Anyone know of a manufacturer that makes indoor/outdoor marquees?


----------



## Bob Pero (Jan 13, 2008)

Check this site out 

http://www.building-your-model-railroad.com/lighting-effects.html


----------



## cstak (May 14, 2012)

Thanks, I'll check it out.


----------



## armorsmith (Jun 1, 2008)

Cstak, 

I read an article a long time ago about making a theater marque out of plexiglass and fiber optics. The fiber optics were the chase lights going around the marque. The lettering in the marque was 'routed' into the surface of the marque, but not through. The marque was then edge lighted and the rough surface of the cut letters light up while the clear surfaces of the plexiglass were painted black or white (too many nights sleep since then). The article was done for HO as I remember, but it might be a basis for a 'G' scale project. Instead of the fiber optics, small LEDs might be the ticket (no pun intended) and just larger letters . I wish I could remember which magazine it was in, or even the time frame. Lighting the LEDs in a chase pattern might be a challenge for one of our electronic geniuses. 

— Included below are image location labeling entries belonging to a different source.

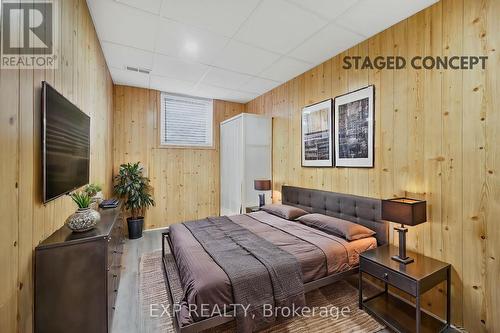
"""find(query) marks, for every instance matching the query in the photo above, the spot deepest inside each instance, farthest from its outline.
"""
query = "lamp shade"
(262, 185)
(404, 210)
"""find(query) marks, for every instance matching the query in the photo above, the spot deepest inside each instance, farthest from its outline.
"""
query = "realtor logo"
(28, 34)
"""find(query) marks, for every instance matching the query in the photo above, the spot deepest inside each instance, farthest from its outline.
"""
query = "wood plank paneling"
(185, 181)
(436, 137)
(82, 76)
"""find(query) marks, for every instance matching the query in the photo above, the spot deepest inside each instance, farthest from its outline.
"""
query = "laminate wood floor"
(127, 318)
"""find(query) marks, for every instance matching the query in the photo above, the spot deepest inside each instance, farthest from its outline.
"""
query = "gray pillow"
(332, 225)
(284, 211)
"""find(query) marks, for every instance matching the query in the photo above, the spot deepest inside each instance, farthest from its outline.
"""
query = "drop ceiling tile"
(279, 26)
(220, 16)
(325, 44)
(209, 91)
(285, 69)
(243, 58)
(128, 78)
(185, 42)
(240, 96)
(258, 85)
(120, 56)
(326, 8)
(170, 85)
(152, 6)
(369, 17)
(123, 24)
(224, 78)
(178, 69)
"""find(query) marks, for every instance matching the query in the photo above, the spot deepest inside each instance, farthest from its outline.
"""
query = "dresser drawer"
(392, 278)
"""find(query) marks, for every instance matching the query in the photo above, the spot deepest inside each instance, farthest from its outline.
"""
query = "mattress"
(206, 285)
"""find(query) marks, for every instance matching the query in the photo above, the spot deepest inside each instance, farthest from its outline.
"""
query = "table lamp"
(407, 212)
(262, 185)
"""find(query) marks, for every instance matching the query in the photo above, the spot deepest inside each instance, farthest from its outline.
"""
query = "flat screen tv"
(65, 145)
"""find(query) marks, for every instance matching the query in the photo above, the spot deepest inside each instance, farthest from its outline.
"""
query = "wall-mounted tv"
(65, 144)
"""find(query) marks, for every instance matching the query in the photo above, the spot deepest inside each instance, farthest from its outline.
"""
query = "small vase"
(84, 219)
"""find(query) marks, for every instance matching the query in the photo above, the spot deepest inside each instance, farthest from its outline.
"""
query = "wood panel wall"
(436, 137)
(185, 180)
(81, 76)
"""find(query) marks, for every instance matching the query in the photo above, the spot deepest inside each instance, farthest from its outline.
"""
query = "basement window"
(186, 121)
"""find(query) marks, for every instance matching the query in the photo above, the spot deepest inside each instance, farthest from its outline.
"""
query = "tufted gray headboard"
(361, 210)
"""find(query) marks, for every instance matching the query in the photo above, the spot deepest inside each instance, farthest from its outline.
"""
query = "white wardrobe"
(245, 155)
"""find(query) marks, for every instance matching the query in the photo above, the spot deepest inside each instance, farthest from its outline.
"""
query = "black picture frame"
(341, 160)
(316, 107)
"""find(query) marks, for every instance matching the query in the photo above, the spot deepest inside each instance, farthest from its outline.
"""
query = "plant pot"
(84, 219)
(135, 227)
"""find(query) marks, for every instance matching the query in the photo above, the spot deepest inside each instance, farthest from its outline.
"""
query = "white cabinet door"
(231, 167)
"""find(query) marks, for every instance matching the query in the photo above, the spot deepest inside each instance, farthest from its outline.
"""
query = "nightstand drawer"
(394, 279)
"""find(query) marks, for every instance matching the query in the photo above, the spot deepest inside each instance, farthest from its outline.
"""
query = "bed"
(321, 258)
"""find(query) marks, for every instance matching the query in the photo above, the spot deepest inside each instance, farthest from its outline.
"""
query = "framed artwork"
(354, 128)
(317, 146)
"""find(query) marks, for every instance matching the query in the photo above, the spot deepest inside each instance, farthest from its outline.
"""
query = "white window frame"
(162, 121)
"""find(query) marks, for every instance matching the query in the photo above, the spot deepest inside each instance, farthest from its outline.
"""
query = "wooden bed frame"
(362, 210)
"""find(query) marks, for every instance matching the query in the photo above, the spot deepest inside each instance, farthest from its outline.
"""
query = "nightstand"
(414, 279)
(252, 209)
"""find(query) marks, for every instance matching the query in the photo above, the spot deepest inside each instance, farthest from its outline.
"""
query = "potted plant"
(85, 218)
(94, 192)
(134, 188)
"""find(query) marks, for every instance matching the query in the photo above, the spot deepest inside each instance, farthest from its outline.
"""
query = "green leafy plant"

Maybe someone who was in the smaller scales, or still is, might have access to an article data base for MR or RMC (I am fairly certain it was one of those two). Good luck with the project, it sounds like a neat challenge. 

Bob C.


----------



## Pete Thornton (Jan 2, 2008)

I read an article a long time ago about making a theater marque out of plexiglass and fiber optics 
That's what I remembered too. It must have been MR, as I didn't subscribe to RMC.


----------



## blueregal (Jan 3, 2008)

Posted By cstak on 14 May 2012 02:24 PM 
Anyone know of a manufacturer that makes indoor/outdoor marquees? 

These animated signs are O/Ho scale but some could be close to G scale use they have a drive in theater and a movie theater sign in their inventory, but shop around you can find them less expensive than the manufacturer's site. Like Hogtrainz and such there are a lot of sellers of these even on Evil Bay. Regal



Animated-signs


----------



## Rod Fearnley (Jan 2, 2008)

P.77 MR 2011 has a picture of a theater in a Walthers advert. I think that is where the original model that you are talking about was copied from.
It would make an interesting subject for a model.


----------



## armorsmith (Jun 1, 2008)

Rod, 

I think the fiber optic would be far too small for our scale, but there are small enough LEDs that would work there. The 'lighted' marque lettering by edge lighting the plexiglass should work for any scale, just a case of 'how big is the lettering'. I might think about trying it, but if I start another project I think SWMBO would lock me up and throw away the key. 

Bob C.


----------



## Semper Vaporo (Jan 2, 2008)

Posted By armorsmith on 19 May 2012 03:50 PM 
Rod, 

I think the fiber optic would be far too small for our scale, but there are small enough LEDs that would work there. The 'lighted' marque lettering by edge lighting the plexiglass should work for any scale, just a case of 'how big is the lettering'. I might think about trying it, but if I start another project I think SWMBO would lock me up and throw away the key. 

Bob C. 

Gee... Just think, then you'd have lots of time to work on it! Right?


----------